Extreme Thermal Shielding Effects in Nanopaper Based on Multilayers of Aligned Clay Nanoplatelets in Cellulose Nanofiber Matrix

摘要

Currently used flame retardants for polymers, such as some halogen compounds, are often recognized as being environmentally hazardous due to the risk of bioaccumulation in humans and the production of toxic byproducts during fires. Furthermore, in specific applications such as protective garment for fire fighters or interior components in aircrafts, it is desirable to have thin, lightweight, flexible/moldable, and more efficient flame shielding solutions. A few commercially available inherently flame retardant polymers exist, including polyphenylenesulfide and oxidized polyacrylonitrile. However, these high temperature polymers, especially in the form of fibers, are expensive and have substantial environmental impact in terms of high energy expenditure and carbon footprint. Although biobased cellulosic fibers are used in flame retardant applications, the required chemical modification routes utilize toxic chemicals, as is apparent from reviews on commercial materials.

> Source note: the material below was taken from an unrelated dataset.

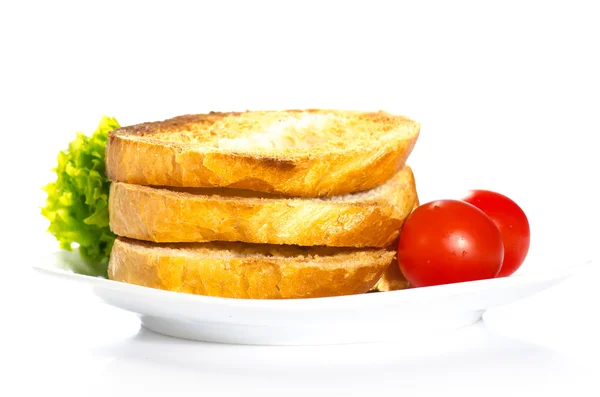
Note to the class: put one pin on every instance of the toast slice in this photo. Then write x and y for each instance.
(301, 153)
(366, 219)
(238, 270)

The potential of clay as a “green” nanocomponent in fire retardant textiles has been demonstrated using thin clay-polymer coatings applied in a layer-bylayer (LbL) nanotechnology approach with closely controlled nanostructure and high clay content. The LbL technique is versatile in that different types of particles can be used in the layers, but it is also slow since each deposited layer tends to be very thin thus requiring a high number of layers (20–40) to reach the desired performance. Recently, somewhat thicker (4–6 μm) fire retardant coatings containing 82–87 wt% clay were produced by LbL and showed good performances already with less than ten bilayers when deposited on a polystyrene sheet of 3.2 mm thickness. Still, for the purpose of thicker films or coatings in the 50–100 μm range, the LbL technique is in many cases impractical.